Vit et travaille à Paris. Né à Rouen en 1984
Il faut suivre Thomas Benard. Tout d’abord, parce qu’il trace un chemin à part avec une pratique faite d’explorations successives, loin des dogmes et des formes « à la mode » ; explorations de territoires autant que de formes narratives. Ensuite parce que son art est un art de l’itinérance, où la route devient la destination elle-même. Et si la destination se dessine malgré tout, elle n’est jamais colonisée a priori : Thomas Benard cherche sans cesse à lui rendre sa virginité originelle. Il s’intéresse donc naturellement à des territoires oubliés, abandonnés, hostiles, qu’il voudrait avoir découvert. Et à travers une pratique qui ne tient ni de la reconstitution de performances passées, ni du documentaire, il les habite « pour de neuf ». Il tisse alors des récits empruntés aux rites, des récits situés à la frontière du réel, dont on a volontiers envie de s’affranchir au contact de ses œuvres. Celles-ci offrent non pas une agrégation de trouvailles, mais une successions de quêtes qui invitent d’autant mieux à l’humilité, qu’elles se déploient dans un espace immense, allant jusqu’à l’Espace lui-même avec notamment des dessins réalisés à partir de poussière d’étoiles collectées chaque année après le passage des étoiles filantes (Dust dust dust dust dust…..).
Dans son oeuvre Le Chemin, l’artiste a récupéré des pierres d’un ancien chemin romain traversant les plaines d’ un territoire qu’il associe à la nuit. Ce chemin est imperceptible, disparu sous les terres et les ruissellements d’eau. Les pierres ont été concassées et réduites en poussière avant d’être collées sur une pièce de tissu. Le chemin est ainsi exhumé, recrée et déplacé, venant habiter d’autres lieux, à commencer par Montrouge, lui offrant de nouvelles potentialités.

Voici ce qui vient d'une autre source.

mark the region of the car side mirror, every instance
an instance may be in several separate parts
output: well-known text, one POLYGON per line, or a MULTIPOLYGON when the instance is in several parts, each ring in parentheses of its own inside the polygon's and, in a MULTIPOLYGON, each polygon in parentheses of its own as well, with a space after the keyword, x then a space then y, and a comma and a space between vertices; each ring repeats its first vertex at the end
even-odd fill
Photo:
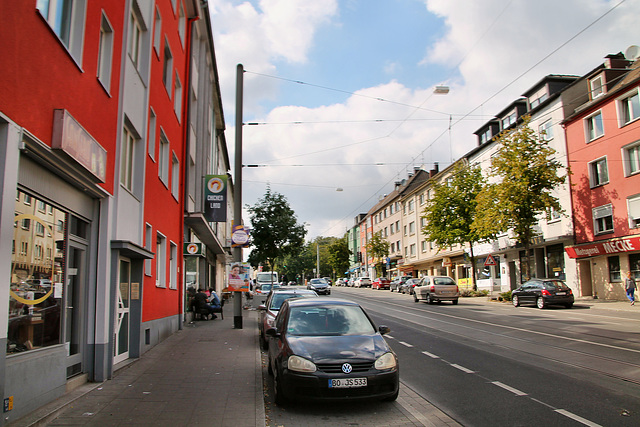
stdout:
POLYGON ((264 331, 265 335, 268 335, 270 337, 278 337, 280 336, 280 333, 278 332, 278 329, 276 328, 269 328, 266 331, 264 331))

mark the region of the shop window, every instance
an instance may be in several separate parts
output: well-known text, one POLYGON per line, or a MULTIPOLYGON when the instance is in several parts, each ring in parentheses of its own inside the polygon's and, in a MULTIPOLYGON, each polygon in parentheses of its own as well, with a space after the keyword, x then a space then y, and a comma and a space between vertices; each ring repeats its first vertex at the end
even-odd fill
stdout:
POLYGON ((609 263, 609 281, 610 282, 620 282, 620 257, 619 256, 610 256, 607 258, 607 262, 609 263))
MULTIPOLYGON (((22 200, 27 196, 22 191, 19 195, 22 200)), ((54 208, 51 216, 42 218, 37 206, 44 201, 35 201, 30 206, 19 201, 15 204, 15 223, 28 220, 34 226, 14 227, 13 240, 19 250, 11 255, 7 354, 61 342, 67 214, 54 208), (61 230, 57 226, 60 222, 61 230)))

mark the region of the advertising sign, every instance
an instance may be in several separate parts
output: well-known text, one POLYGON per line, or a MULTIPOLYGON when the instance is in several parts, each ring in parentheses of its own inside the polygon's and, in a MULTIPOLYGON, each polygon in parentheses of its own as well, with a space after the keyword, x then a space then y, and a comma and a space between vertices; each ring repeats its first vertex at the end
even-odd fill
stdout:
POLYGON ((227 221, 227 176, 205 175, 204 217, 209 222, 227 221))
POLYGON ((251 267, 248 262, 234 262, 227 265, 229 269, 229 291, 249 292, 249 275, 251 267))

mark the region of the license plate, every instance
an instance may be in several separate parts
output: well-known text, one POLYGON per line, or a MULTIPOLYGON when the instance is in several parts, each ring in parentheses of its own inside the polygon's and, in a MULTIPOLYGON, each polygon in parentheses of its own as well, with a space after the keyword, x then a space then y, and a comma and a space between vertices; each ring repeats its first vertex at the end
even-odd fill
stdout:
POLYGON ((329 380, 329 388, 355 388, 366 387, 366 378, 340 378, 329 380))

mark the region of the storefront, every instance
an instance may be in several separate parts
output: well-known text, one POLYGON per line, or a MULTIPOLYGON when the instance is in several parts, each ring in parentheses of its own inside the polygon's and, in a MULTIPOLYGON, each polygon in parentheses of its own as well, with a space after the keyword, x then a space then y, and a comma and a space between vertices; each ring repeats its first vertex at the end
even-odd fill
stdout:
POLYGON ((0 242, 10 259, 1 271, 8 297, 4 395, 13 397, 11 419, 64 394, 70 382, 92 378, 97 224, 107 196, 91 173, 16 130, 0 123, 2 231, 13 237, 0 242))

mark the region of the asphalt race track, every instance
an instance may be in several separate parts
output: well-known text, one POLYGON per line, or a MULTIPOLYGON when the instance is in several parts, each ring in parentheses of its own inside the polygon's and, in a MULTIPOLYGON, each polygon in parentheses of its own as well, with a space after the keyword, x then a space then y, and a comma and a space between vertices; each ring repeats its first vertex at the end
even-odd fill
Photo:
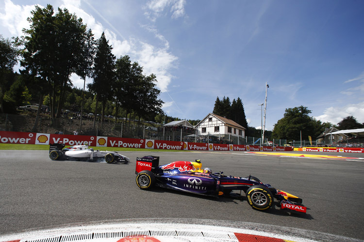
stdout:
POLYGON ((335 160, 242 151, 119 153, 131 162, 53 161, 45 151, 0 151, 0 237, 80 222, 180 218, 256 223, 364 240, 363 153, 319 152, 362 158, 335 160), (203 167, 213 172, 251 174, 302 198, 309 209, 299 215, 275 209, 262 212, 252 209, 246 200, 160 188, 140 190, 135 181, 135 160, 149 154, 160 156, 160 165, 199 159, 203 167))

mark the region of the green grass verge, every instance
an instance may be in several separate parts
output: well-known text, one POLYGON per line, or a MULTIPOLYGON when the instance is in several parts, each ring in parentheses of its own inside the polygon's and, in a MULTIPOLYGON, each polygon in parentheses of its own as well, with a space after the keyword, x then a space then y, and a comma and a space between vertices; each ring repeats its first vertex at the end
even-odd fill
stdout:
MULTIPOLYGON (((94 150, 99 150, 100 151, 156 151, 156 152, 181 152, 189 151, 178 151, 174 150, 152 150, 150 149, 138 149, 138 148, 125 148, 119 147, 98 147, 96 146, 90 146, 89 148, 94 150)), ((26 151, 48 151, 50 149, 49 145, 23 145, 19 144, 0 144, 0 150, 26 150, 26 151)))

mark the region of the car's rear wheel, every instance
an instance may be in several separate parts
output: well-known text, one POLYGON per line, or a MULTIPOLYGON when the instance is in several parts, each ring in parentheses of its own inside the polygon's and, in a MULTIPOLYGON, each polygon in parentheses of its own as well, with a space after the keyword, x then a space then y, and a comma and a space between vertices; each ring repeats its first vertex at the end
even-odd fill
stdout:
POLYGON ((143 170, 136 176, 136 184, 141 189, 150 189, 155 183, 155 177, 150 170, 143 170))
POLYGON ((248 201, 252 208, 257 210, 270 208, 273 202, 273 197, 266 187, 259 185, 252 186, 247 191, 248 201))
POLYGON ((105 156, 105 161, 108 163, 111 163, 114 161, 114 157, 113 154, 108 153, 105 156))
POLYGON ((50 158, 51 160, 55 161, 59 158, 59 153, 58 151, 52 151, 50 152, 50 158))

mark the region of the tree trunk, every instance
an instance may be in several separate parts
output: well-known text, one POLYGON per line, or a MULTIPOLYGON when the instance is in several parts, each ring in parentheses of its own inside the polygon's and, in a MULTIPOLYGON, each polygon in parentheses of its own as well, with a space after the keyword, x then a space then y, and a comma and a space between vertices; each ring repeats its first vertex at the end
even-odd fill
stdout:
POLYGON ((34 122, 34 126, 33 128, 32 129, 32 132, 36 132, 37 131, 37 126, 38 126, 38 121, 39 120, 39 114, 40 113, 40 110, 42 109, 42 105, 43 103, 43 94, 40 93, 40 97, 39 98, 39 102, 38 106, 38 111, 37 111, 37 115, 35 116, 35 121, 34 122))

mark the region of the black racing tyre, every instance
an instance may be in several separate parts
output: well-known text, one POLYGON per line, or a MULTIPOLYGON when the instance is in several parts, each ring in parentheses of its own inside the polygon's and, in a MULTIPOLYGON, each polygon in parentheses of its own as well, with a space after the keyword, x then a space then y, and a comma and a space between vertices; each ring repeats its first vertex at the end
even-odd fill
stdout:
MULTIPOLYGON (((255 182, 262 182, 260 181, 260 180, 258 179, 257 178, 255 177, 253 177, 253 176, 250 176, 250 180, 252 181, 255 181, 255 182)), ((249 177, 247 177, 245 178, 246 179, 249 179, 249 177)))
POLYGON ((142 170, 136 176, 136 184, 141 189, 148 190, 155 184, 155 177, 150 170, 142 170))
POLYGON ((55 161, 59 158, 58 151, 52 151, 50 152, 50 158, 51 160, 55 161))
POLYGON ((265 210, 270 208, 273 203, 272 193, 266 187, 256 185, 248 189, 247 198, 249 205, 257 210, 265 210))
POLYGON ((114 161, 114 156, 113 154, 108 153, 105 156, 105 161, 108 163, 111 163, 114 161))

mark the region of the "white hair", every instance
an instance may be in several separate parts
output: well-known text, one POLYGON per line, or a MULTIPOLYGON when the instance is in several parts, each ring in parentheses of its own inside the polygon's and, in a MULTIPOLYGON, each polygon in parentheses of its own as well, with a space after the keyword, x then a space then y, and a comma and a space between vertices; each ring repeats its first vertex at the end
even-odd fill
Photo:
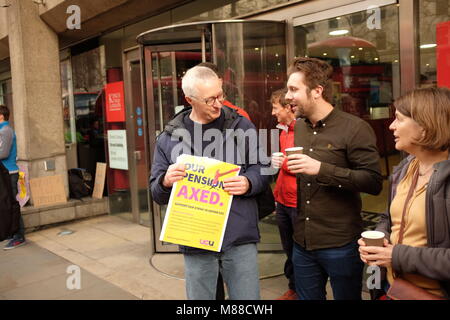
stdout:
POLYGON ((198 82, 219 79, 217 74, 208 67, 195 66, 189 69, 181 81, 181 88, 183 93, 187 97, 197 97, 197 84, 198 82))

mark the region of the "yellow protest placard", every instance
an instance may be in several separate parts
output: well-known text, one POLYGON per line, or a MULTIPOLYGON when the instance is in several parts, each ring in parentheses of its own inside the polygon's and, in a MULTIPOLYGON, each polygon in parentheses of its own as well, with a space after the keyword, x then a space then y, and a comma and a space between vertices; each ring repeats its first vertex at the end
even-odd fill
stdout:
POLYGON ((223 180, 241 167, 185 154, 177 163, 186 165, 186 176, 173 185, 160 240, 219 252, 233 201, 223 180))

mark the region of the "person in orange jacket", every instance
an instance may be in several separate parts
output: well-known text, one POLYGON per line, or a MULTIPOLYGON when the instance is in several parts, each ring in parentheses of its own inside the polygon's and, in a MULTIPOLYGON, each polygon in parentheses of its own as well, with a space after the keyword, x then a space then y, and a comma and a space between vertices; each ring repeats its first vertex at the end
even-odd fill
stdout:
POLYGON ((281 244, 287 255, 284 264, 284 274, 289 280, 289 290, 277 300, 297 300, 295 292, 294 268, 292 265, 292 249, 294 241, 293 225, 297 214, 297 181, 296 175, 287 168, 286 148, 294 147, 295 114, 290 104, 285 99, 286 90, 280 89, 272 93, 272 115, 277 118, 277 128, 281 129, 280 152, 283 157, 272 156, 272 166, 280 168, 277 183, 274 190, 276 207, 276 219, 280 230, 281 244))

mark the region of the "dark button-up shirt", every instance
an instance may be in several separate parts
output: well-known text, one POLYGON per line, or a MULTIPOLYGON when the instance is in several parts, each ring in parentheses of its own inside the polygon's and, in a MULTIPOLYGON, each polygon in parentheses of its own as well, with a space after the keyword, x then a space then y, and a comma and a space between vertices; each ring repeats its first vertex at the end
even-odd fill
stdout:
POLYGON ((334 109, 313 127, 295 126, 295 146, 321 162, 317 176, 297 175, 294 240, 307 250, 344 246, 362 232, 360 192, 382 189, 375 134, 364 120, 334 109))

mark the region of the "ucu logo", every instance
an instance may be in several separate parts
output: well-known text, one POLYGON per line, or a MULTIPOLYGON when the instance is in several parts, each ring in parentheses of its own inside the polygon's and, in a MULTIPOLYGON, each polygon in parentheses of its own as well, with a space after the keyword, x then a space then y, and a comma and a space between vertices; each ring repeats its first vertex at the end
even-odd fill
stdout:
POLYGON ((204 245, 204 246, 210 246, 210 247, 213 247, 213 246, 214 246, 214 241, 200 240, 200 244, 202 244, 202 245, 204 245))

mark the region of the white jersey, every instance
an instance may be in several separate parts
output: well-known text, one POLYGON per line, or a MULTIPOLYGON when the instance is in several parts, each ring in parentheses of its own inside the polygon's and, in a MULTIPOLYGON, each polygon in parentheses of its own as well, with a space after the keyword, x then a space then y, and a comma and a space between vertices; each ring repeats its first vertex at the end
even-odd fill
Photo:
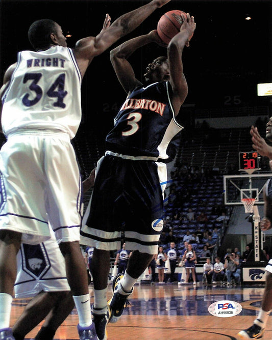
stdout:
POLYGON ((22 51, 3 96, 6 136, 29 130, 59 130, 73 138, 81 120, 81 76, 72 50, 56 46, 22 51))

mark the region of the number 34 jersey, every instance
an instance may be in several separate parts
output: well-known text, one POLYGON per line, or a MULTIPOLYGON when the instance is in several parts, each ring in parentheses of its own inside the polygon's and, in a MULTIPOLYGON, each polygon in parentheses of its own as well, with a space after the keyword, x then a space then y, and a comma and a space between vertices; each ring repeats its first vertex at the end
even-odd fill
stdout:
POLYGON ((60 46, 18 53, 3 97, 6 135, 18 129, 57 130, 73 138, 81 120, 81 76, 72 50, 60 46))
POLYGON ((136 88, 129 95, 106 137, 106 148, 133 156, 168 161, 171 141, 183 129, 176 120, 168 81, 136 88))

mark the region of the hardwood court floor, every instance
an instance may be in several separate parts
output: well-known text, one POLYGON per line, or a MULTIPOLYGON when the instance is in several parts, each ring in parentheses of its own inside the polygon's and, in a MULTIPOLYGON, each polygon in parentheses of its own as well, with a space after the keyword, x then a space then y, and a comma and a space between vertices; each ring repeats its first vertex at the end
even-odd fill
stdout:
MULTIPOLYGON (((90 286, 91 301, 92 287, 90 286)), ((193 287, 192 285, 135 286, 129 298, 131 304, 125 308, 120 320, 107 327, 108 340, 225 340, 237 338, 237 333, 250 326, 258 314, 264 286, 227 287, 220 285, 193 287), (228 300, 242 306, 238 315, 219 318, 209 313, 214 302, 228 300)), ((108 297, 111 296, 109 285, 108 297)), ((12 307, 11 325, 29 300, 15 299, 12 307)), ((58 330, 55 339, 78 339, 78 316, 76 309, 58 330)), ((35 337, 39 327, 32 331, 26 339, 35 337)), ((262 338, 272 339, 272 315, 262 338)))

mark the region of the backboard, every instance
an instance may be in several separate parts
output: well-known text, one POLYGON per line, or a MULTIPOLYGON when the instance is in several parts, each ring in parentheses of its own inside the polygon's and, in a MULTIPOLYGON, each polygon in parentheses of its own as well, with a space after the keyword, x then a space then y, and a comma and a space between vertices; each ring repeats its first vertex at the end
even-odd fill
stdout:
POLYGON ((255 205, 262 205, 265 183, 271 174, 232 175, 224 176, 224 203, 242 206, 242 199, 255 199, 255 205))

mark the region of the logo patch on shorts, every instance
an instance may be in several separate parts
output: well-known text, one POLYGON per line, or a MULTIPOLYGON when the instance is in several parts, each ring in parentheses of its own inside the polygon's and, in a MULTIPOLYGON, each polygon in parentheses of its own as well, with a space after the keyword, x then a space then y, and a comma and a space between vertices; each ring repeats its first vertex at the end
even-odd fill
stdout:
POLYGON ((151 223, 152 228, 156 232, 161 232, 163 228, 163 221, 160 218, 154 220, 151 223))

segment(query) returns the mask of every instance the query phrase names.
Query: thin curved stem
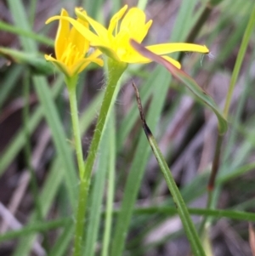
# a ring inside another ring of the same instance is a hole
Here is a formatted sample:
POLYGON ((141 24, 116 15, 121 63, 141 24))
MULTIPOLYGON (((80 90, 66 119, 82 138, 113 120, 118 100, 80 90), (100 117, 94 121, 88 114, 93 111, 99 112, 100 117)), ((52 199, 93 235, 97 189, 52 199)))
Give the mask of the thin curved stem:
POLYGON ((77 83, 77 76, 65 78, 65 82, 67 85, 69 92, 69 101, 70 101, 70 109, 71 109, 71 117, 72 123, 72 131, 75 142, 75 149, 78 163, 79 169, 79 177, 84 175, 84 160, 82 154, 82 138, 80 132, 79 125, 79 112, 77 109, 77 100, 76 100, 76 83, 77 83))
POLYGON ((82 241, 84 230, 84 219, 86 215, 88 195, 90 185, 90 178, 94 164, 96 159, 99 145, 107 122, 108 113, 116 95, 116 88, 117 82, 127 68, 127 64, 116 62, 111 59, 108 60, 108 81, 105 96, 103 99, 100 112, 97 121, 96 128, 89 147, 88 156, 85 163, 85 170, 81 177, 78 208, 76 218, 76 231, 74 241, 73 256, 82 255, 82 241))

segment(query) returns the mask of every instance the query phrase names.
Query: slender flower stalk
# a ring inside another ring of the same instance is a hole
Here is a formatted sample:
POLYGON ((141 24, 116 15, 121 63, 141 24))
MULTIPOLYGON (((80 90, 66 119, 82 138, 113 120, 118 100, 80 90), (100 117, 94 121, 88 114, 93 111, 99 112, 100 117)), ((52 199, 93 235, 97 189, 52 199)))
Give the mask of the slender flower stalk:
POLYGON ((76 219, 76 234, 74 244, 74 256, 82 255, 82 241, 84 229, 84 216, 86 213, 88 190, 90 185, 90 178, 95 158, 97 156, 99 142, 102 138, 102 134, 105 127, 108 113, 110 112, 110 105, 114 102, 114 95, 116 94, 116 84, 126 70, 128 65, 122 62, 116 62, 115 60, 108 59, 108 80, 106 83, 105 96, 103 99, 99 116, 98 117, 96 128, 93 136, 92 143, 89 147, 88 156, 86 160, 84 175, 82 177, 80 184, 80 192, 78 199, 78 211, 76 219))
MULTIPOLYGON (((62 9, 60 17, 69 17, 68 13, 62 9)), ((77 19, 78 23, 88 27, 88 23, 77 19)), ((56 67, 64 73, 67 85, 70 100, 71 117, 74 136, 74 145, 78 164, 80 185, 79 197, 75 222, 74 255, 81 255, 81 244, 84 229, 84 213, 86 212, 86 202, 89 187, 89 179, 84 179, 84 160, 82 154, 82 139, 79 126, 76 83, 78 74, 88 65, 94 62, 103 65, 103 60, 99 59, 101 54, 99 50, 95 50, 89 56, 86 56, 89 49, 89 42, 86 40, 75 27, 70 29, 70 23, 65 20, 60 20, 58 32, 55 39, 55 55, 45 55, 45 59, 53 62, 56 67)))
MULTIPOLYGON (((114 96, 116 95, 116 88, 122 74, 126 70, 129 63, 149 63, 150 59, 142 56, 131 45, 130 39, 133 38, 141 43, 148 33, 152 24, 152 20, 145 22, 146 17, 144 13, 138 8, 132 8, 127 13, 128 6, 124 6, 120 11, 113 15, 110 21, 108 29, 105 28, 101 24, 90 18, 87 13, 80 8, 76 9, 77 19, 72 19, 65 13, 60 16, 54 16, 48 19, 46 23, 55 20, 60 20, 60 24, 69 24, 73 26, 73 29, 77 31, 76 37, 83 37, 85 41, 88 41, 90 46, 96 48, 94 59, 90 61, 99 63, 96 58, 99 53, 105 54, 108 57, 108 82, 106 83, 105 97, 99 115, 97 125, 94 134, 93 140, 88 151, 88 156, 86 160, 84 171, 80 171, 81 183, 78 199, 78 208, 76 218, 76 233, 74 242, 74 256, 80 256, 82 253, 82 241, 83 236, 84 216, 86 213, 88 195, 90 184, 90 177, 94 164, 96 159, 99 142, 107 122, 108 113, 110 106, 114 102, 114 96), (92 26, 94 32, 88 29, 88 24, 92 26)), ((68 31, 65 29, 65 31, 68 31)), ((73 42, 71 33, 66 33, 67 38, 73 42)), ((61 36, 61 38, 64 36, 61 36)), ((82 42, 82 40, 79 41, 82 42)), ((78 41, 75 40, 77 44, 78 41)), ((180 68, 180 64, 166 55, 175 51, 190 51, 207 54, 208 49, 205 46, 200 46, 191 43, 163 43, 158 45, 151 45, 147 47, 152 52, 162 55, 162 57, 174 65, 177 68, 180 68)), ((60 51, 63 53, 64 49, 60 51)), ((56 54, 57 60, 49 60, 54 61, 55 65, 64 70, 66 76, 70 74, 78 74, 81 69, 86 64, 80 58, 74 55, 73 59, 78 59, 76 65, 73 65, 71 59, 66 59, 65 54, 56 54), (77 64, 79 63, 79 65, 77 64), (68 68, 69 69, 68 69, 68 68)), ((79 55, 81 56, 81 55, 79 55)), ((48 58, 49 58, 48 56, 48 58)), ((72 90, 70 90, 72 92, 72 90)), ((74 121, 76 122, 76 121, 74 121)), ((76 140, 76 139, 75 139, 76 140)), ((78 139, 77 139, 78 140, 78 139)), ((80 157, 80 152, 77 152, 77 158, 80 157)), ((80 158, 79 158, 80 159, 80 158)), ((78 160, 78 162, 81 160, 78 160)), ((82 164, 81 164, 82 166, 82 164)))

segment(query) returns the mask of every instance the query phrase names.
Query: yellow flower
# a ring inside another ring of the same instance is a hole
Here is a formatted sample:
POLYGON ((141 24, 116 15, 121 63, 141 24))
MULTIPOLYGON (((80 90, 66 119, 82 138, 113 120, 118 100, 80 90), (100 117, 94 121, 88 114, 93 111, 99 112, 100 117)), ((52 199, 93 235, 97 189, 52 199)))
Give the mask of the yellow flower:
MULTIPOLYGON (((69 18, 67 11, 62 9, 60 17, 69 18)), ((77 19, 76 22, 88 28, 87 21, 77 19)), ((70 29, 68 20, 60 19, 55 39, 56 58, 46 54, 44 57, 52 61, 66 77, 71 77, 83 71, 90 62, 103 65, 103 60, 97 58, 101 54, 99 50, 85 57, 88 48, 89 42, 75 27, 70 29)))
MULTIPOLYGON (((82 36, 90 42, 90 45, 96 47, 107 56, 116 61, 125 63, 148 63, 151 60, 139 54, 130 45, 130 39, 134 39, 141 43, 148 33, 152 24, 152 20, 145 22, 145 14, 138 8, 128 9, 125 5, 110 21, 108 29, 105 28, 100 23, 87 15, 82 9, 76 8, 76 14, 77 17, 88 21, 94 31, 90 31, 88 27, 81 22, 70 17, 54 16, 47 20, 50 22, 54 20, 65 19, 68 20, 82 36), (120 21, 122 20, 122 21, 120 21)), ((193 43, 162 43, 146 47, 156 54, 162 55, 164 59, 170 61, 178 68, 180 64, 165 54, 177 51, 198 52, 208 54, 209 50, 206 46, 193 43)))

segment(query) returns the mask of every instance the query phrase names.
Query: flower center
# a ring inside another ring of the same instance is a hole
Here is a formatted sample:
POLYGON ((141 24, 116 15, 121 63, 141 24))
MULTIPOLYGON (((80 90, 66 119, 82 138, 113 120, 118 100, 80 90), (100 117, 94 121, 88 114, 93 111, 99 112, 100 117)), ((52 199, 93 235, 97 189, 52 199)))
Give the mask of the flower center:
POLYGON ((71 67, 77 61, 83 59, 83 54, 81 53, 75 43, 66 40, 65 48, 61 56, 60 61, 71 67), (69 42, 68 42, 69 41, 69 42))

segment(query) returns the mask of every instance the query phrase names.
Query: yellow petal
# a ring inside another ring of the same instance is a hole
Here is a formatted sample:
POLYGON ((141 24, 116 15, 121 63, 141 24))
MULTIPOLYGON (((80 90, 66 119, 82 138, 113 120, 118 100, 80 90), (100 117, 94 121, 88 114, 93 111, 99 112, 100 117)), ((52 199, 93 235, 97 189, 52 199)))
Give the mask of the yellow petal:
POLYGON ((104 61, 100 59, 95 58, 84 58, 80 61, 77 61, 71 69, 71 72, 73 75, 77 75, 82 72, 91 62, 94 62, 99 65, 104 65, 104 61))
POLYGON ((127 9, 128 9, 128 5, 126 4, 124 7, 122 7, 117 13, 116 13, 112 16, 112 18, 110 19, 110 21, 109 27, 108 27, 109 33, 112 34, 114 29, 116 28, 117 22, 123 17, 127 9))
POLYGON ((66 77, 71 77, 71 73, 70 69, 66 65, 65 65, 62 61, 59 61, 56 59, 53 58, 50 55, 44 55, 44 58, 48 61, 51 61, 62 73, 65 74, 66 77))
POLYGON ((145 14, 142 10, 138 8, 130 9, 122 21, 120 33, 128 31, 129 37, 141 43, 152 24, 152 20, 145 24, 145 14))
POLYGON ((114 51, 110 47, 105 47, 104 45, 99 45, 97 48, 104 53, 106 56, 114 59, 116 61, 121 61, 119 56, 116 54, 116 51, 114 51))
MULTIPOLYGON (((92 18, 85 14, 85 13, 82 12, 82 9, 81 8, 76 8, 75 13, 77 15, 77 17, 79 17, 81 20, 87 20, 90 24, 90 26, 94 28, 95 32, 98 34, 101 42, 104 42, 104 44, 108 43, 109 42, 108 32, 104 26, 102 26, 100 23, 97 22, 96 20, 93 20, 92 18)), ((84 37, 86 37, 86 35, 83 36, 84 37)), ((93 41, 90 39, 88 40, 91 42, 93 41)))
POLYGON ((197 52, 201 54, 208 54, 208 48, 204 45, 199 45, 195 43, 161 43, 156 45, 147 46, 150 51, 158 54, 167 54, 173 52, 197 52))
MULTIPOLYGON (((61 17, 68 17, 68 13, 65 9, 62 9, 61 17)), ((61 59, 65 48, 66 46, 66 38, 70 32, 69 22, 65 20, 60 20, 58 31, 55 39, 55 54, 58 60, 61 59)))
POLYGON ((162 58, 164 58, 166 60, 167 60, 168 62, 172 63, 173 65, 175 65, 177 68, 180 69, 181 68, 181 65, 178 61, 175 60, 174 59, 169 57, 169 56, 162 56, 162 58))
MULTIPOLYGON (((87 21, 82 20, 81 19, 77 19, 77 21, 88 29, 88 23, 87 21)), ((85 55, 89 48, 88 40, 85 39, 75 27, 71 29, 69 38, 70 41, 76 46, 78 51, 85 55)))
POLYGON ((101 54, 102 54, 102 52, 99 51, 99 49, 96 49, 89 55, 89 58, 97 58, 101 54))

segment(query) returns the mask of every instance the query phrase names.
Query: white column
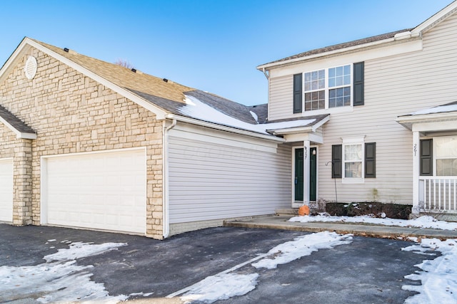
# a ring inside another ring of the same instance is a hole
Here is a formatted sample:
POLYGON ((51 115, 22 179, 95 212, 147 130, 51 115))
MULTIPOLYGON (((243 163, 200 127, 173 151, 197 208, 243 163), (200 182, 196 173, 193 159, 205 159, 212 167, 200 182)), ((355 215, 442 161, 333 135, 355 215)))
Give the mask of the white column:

Le film présenté au Salonest un bel exemple de la volonté de Benard d’entrer en relation avec un territoire en y projetant des histoires provenant de bribes d’informations entendues, de rapprochements avec des lectures anciennes, d’aléas liés à son arpentement.
Il y est question de tourbes, de modifications géologiques, de rassemblements rituels autour d’un lac, d’errances sur un territoire où il ne fait ni jour ni nuit, où l’on ne distingue pas le chien du loup. Tout s’y mêle : la géologie et l’histoire millénaire, affranchie de toute croyance, et l’histoire humaine, errance plus éphémère et parfois tragique.
Sans être proprement écologique, l’art déployé par Thomas Benard est profondément humaniste. En redonnant son importance au territoire, il rappelle le rôle essentiel que l’homme y joue par son intrusion et son appropriation. Tout y est affaire d’humilité à travers une quête qui prend la forme d’une rédemption.